Why Your "Professionalism" Might Be a Trauma Response: Understanding the Fawn Response at Work
- Maria Niitepold
- Jan 29
- 13 min read
Updated: 4 days ago

In the high-stakes boardrooms of Manhattan, the elite legal firms of Westchester County, and the executive offices of Brooklyn, there is a specific type of professional who rises to the top faster than anyone else.
They are the "fixer." They are the one who anticipates the boss's mood before he even walks in the room. They navigate office politics with a chameleonic grace. They diffuse conflict before it starts. They are "low maintenance," always available, and easy to manage.
On a performance review, these traits are labeled "Adaptability," "Emotional Intelligence," and "Dedication."
In the therapy room, we often call this something else.
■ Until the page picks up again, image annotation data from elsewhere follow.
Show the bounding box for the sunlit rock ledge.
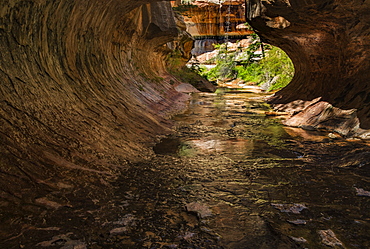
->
[247,0,370,135]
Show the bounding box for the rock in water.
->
[355,188,370,197]
[186,202,212,219]
[288,219,307,225]
[271,203,307,214]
We call it the fawn response.
If you have built your career on being the person who can tolerate anything, smooth over anything, and be whatever the room needs you to be, you might not just be "professional." You might be operating in a chronic state of high-functioning trauma.
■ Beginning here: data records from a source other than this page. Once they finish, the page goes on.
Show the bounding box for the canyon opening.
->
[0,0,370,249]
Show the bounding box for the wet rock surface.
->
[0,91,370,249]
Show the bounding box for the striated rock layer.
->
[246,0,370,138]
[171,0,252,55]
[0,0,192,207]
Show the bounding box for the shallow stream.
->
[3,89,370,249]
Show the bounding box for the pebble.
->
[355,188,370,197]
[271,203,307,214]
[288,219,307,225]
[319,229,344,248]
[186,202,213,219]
In this deep dive, we will explore why high-achievers use fawning to survive corporate environments. We will uncover the hidden cost of the "Golden Handcuffs." And we will explore how somatic therapy can help you find safety in your own skin, rather than just in your job title.
Table of Contents
What Is the Fawn Response? (And Why Do I Do It?)
Most of us know the "Fight" and "Flight" responses. If a lion chases you, you run (Flight) or you spear it (Fight). In a modern open-plan office, you cannot run out of a meeting. You certainly cannot fight your VP.
When escape is impossible and aggression is dangerous, the mammalian brain chooses a fourth option. It chooses to fawn.
Fawning is the "Please Don't Hurt Me" response. It is a survival strategy where an individual seeks safety by appeasing the threat. It involves merging your needs with the needs of the "power figure" to avoid conflict, rejection, or criticism.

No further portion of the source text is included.